Throughout my career as a developer I’ve had a few opportunities where I had to determine what my weaknesses were and usually those opportunities had me at a disadvantage. I was always in a sequential path forward where every step forward was an opportunity to learn and improve, and luckily enough opportunities continuously made themselves available. I was always challenged and pushing forward learning from mistakes and missteps. And of course, I was lucky enough to be working at start-ups where nothing ever goes as its supposed to.
At some point in your career you reach a point where you’ve gone as far as you can on pure brute force and need to be more strategic about how you move forward and also be more conscious of your situation.
Recently, I was at an interview where the interviewer asked me for my top strength and weaknesses, but he was kind enough to let me think about it and reply to him the next day with that list. So I went home and did some research to help me determine what my weaknesses were. I already knew what my strengths were, but weaknesses, I always auto correct. If I don’t know how to program something, I do my research and figure it out, if I need to improve how I manage meetings, I read up on it. Need to deal with people better, ditto. So what weakness?
So I did some research online and what I discovered today is a few things:
- Although I have weaknesses today that I am actively working to improve, they are still weaknesses.

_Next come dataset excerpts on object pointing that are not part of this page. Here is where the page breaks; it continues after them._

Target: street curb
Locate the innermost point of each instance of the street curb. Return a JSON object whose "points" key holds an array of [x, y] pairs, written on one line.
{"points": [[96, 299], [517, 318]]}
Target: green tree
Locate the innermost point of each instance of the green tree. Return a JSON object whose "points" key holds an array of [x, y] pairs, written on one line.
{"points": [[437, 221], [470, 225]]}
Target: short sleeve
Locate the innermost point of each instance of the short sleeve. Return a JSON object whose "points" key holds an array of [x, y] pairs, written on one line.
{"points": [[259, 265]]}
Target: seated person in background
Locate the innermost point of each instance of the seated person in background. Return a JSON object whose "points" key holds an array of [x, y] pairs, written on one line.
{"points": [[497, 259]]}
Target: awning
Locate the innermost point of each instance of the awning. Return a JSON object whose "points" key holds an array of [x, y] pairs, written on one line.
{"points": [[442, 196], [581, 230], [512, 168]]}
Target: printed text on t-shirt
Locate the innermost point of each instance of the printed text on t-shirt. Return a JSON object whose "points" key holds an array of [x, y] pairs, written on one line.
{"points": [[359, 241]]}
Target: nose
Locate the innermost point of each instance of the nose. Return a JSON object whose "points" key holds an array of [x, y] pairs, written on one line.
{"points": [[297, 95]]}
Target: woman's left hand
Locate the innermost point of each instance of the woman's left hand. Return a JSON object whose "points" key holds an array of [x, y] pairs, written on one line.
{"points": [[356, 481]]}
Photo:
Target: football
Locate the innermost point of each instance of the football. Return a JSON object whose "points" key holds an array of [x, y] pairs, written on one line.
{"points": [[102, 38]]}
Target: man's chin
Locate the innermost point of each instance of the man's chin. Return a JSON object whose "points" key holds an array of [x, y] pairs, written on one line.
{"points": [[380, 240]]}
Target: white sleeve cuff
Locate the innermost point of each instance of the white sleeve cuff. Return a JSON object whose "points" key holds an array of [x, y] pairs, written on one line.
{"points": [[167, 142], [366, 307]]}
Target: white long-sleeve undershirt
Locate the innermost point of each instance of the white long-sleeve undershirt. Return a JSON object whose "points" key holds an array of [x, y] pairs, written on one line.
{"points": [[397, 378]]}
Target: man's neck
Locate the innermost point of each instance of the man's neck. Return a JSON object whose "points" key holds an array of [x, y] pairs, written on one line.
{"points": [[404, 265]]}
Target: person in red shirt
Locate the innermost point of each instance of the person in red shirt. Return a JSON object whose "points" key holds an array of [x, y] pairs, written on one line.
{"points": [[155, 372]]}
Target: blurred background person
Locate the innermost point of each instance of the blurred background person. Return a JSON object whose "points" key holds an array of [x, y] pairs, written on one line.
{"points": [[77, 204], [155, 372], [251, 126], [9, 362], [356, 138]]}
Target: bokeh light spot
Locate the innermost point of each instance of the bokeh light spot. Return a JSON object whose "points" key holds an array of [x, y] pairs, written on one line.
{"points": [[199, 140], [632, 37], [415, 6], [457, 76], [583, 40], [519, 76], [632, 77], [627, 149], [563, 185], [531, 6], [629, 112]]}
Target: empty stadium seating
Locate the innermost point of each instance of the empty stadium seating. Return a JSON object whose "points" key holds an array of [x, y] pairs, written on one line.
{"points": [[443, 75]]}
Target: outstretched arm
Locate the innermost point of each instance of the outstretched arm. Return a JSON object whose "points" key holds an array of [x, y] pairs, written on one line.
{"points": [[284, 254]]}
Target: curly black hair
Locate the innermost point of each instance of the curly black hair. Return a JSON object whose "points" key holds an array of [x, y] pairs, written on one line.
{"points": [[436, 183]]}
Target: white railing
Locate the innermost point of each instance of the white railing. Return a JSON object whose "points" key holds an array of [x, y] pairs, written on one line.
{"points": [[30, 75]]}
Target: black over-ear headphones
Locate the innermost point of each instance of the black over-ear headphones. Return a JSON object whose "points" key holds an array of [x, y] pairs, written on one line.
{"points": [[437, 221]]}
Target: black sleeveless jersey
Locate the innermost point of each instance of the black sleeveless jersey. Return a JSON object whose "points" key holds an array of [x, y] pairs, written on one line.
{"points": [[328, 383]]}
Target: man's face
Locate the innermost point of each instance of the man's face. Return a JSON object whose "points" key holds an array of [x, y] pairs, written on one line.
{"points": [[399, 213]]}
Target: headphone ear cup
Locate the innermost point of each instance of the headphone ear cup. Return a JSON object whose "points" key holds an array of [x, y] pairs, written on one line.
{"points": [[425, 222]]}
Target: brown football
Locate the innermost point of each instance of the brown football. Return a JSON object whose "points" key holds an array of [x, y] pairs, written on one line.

- What skill is required of the job that I do not currently possess today. In time I can learn it, but today I do not have it.
So I started jotting down everything I knew I could improve on, no matter how silly, specific, unrelated or lame it was. The list grew quickly and became a great exercise in self-discovery and honesty.
As the list grew I saw patterns, many of the items I was able to group into more pronounced skill sets, such as organization, communication, leadership, programming, technology, etc, etc, etc. Until I had a summarized list of skills or rather lack of skills. I sorted the list in order of greatest weakness first, and then removed the ones that weren’t directly relevant or a perfect requirement of the position I was applying for.
So I didn’t seem like a total newbie, I kept the list to under five items. One of them was directly related to one of the bullet points in the job requirements, a technical skill. Two were professional soft/leadership skills I new I had to improve on and was already working on them. And the last two skills were personal challenges of mine such as being able to take the initiative in social engagements which can be important when networking with potential clients or fellow co-workers.
One of the things that was going through my mind when I was composing my email to the interviewer with my list of strengths of weaknesses is that I suck, I have weaknesses, he’ll think I’m so under-qualified. But that’s not true, it shows that I’m aware of myself and my shortcomings and also that if what I provide matches his intuition, then it’s a win since it proves that I wasn’t making stuff up and am serious about improving myself.
Of course, this list doesn’t guaranty the job, but I now know how to assess weaknesses and can do a regular check up to see how if I’m improving my weaker skills.